If you add a network interface of a type not represented in the hpc.conf template, you will need to specify the type of protocol the new interface uses.
This is a placeholder column. Its contents are not used at this time.
This is a placeholder column. Its contents are not used at this time.
The MPIOptions section provides a set of options that control MPI communication behavior in ways that are likely to affect message-passing performance. It contains two templates with predefined option settings. These templates are shown in Example 3-5 and are discussed below.
General-Purpose, Multiuser Template - The first template in the MPIOptions section is designed for general-purpose use at times when multiple message-passing jobs will be running concurrently.
Performance Template - The second template is designed to maximize the performance of message-passing jobs when only one job is allowed to run at a time.
The first line of each template contains the phrase "Queue=xxxx." This is because the queue-based LSF workload manager runtime environment also uses this hpc.conf file.
The options in the general-purpose template are the same as the default settings for the Sun MPI library. In other words, you do not have to uncomment the general-purpose template to have its option values be in effect. This template is provided in the MPIOptions section so you can see what options are most beneficial when operating in a multiuser mode.
# Following is an example of the options that affect the runtime # environment of the MPI library. The listings below are identical # to the default settings of the library. The "queue=hpc" phrase # makes it an LSF-specific entry, and only for the queue named hpc. # These options are a good choice for a multiuser queue. To be # recognized by CRE, the "Queue=hpc" needs to be removed. # # Begin MPIOptions queue=hpc # coscheduling avail # pbind avail # spindtimeout 1000 # progressadjust on # spin off # # shm_numpostbox 16 # shm_shortmsgsize 256 # rsm_numpostbox 15 # rsm_shortmsgsize 401 # rsm_maxstripe 2 # End MPIOptions # The listing below is a good choice when trying to get maximum # performance out of MPI jobs that are running in a queue that # allows only one job to run at a time. # # Begin MPIOptions Queue=performance # coscheduling off # spin on # End MPIOptions |
If you want to use the performance template, do the following:
Delete the "Queue=performance" phrase from the Begin MPIOptions line.

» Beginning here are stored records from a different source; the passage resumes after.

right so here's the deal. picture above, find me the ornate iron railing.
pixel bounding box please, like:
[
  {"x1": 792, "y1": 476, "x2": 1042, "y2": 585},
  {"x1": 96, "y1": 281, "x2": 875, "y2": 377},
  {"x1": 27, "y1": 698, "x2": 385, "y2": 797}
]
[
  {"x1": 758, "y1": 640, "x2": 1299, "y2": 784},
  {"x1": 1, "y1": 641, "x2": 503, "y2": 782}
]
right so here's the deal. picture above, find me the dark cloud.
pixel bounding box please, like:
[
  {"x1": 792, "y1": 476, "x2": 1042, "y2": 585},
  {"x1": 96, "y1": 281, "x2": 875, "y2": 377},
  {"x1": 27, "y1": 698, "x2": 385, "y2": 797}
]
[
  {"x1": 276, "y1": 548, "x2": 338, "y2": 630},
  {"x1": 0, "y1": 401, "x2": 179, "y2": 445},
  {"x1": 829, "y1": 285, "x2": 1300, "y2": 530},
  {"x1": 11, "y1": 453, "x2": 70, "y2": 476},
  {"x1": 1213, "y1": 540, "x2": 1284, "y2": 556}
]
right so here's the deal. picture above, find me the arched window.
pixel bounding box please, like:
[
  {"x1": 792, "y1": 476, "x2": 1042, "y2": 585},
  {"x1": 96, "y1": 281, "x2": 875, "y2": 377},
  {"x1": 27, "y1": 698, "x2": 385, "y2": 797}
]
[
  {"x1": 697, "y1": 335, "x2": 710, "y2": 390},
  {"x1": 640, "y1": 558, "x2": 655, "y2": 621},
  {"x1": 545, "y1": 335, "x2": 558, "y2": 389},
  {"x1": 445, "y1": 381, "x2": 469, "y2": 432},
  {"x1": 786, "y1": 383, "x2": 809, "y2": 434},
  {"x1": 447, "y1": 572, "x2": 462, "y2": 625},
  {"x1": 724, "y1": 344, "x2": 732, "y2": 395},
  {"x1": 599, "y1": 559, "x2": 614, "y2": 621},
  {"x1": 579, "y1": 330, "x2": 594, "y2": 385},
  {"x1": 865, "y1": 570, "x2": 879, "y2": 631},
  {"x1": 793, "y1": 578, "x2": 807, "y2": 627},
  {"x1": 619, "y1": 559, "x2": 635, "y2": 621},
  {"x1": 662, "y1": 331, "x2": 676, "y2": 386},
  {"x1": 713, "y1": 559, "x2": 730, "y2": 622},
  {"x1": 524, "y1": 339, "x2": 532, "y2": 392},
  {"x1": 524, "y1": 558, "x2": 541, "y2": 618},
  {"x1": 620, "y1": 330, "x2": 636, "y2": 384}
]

Delete the comment character (#) from the beginning of each line of the performance template, including the Begin MPIOptions and End MPIOptions lines.
The resulting template should appear as follows:
Begin MPIOptions coscheduling off spin on End MPIOptions
When you have finished editing hpc.conf, update the CRE database with the new information. To do this, restart the CRE master and nodal daemons as follows:
# /etc/init.d/sunhpc.cre_master start# /etc/init.d/sunhp.cre_node start
The nodal daemons must be restarted on all the nodes in the cluster, including the master node.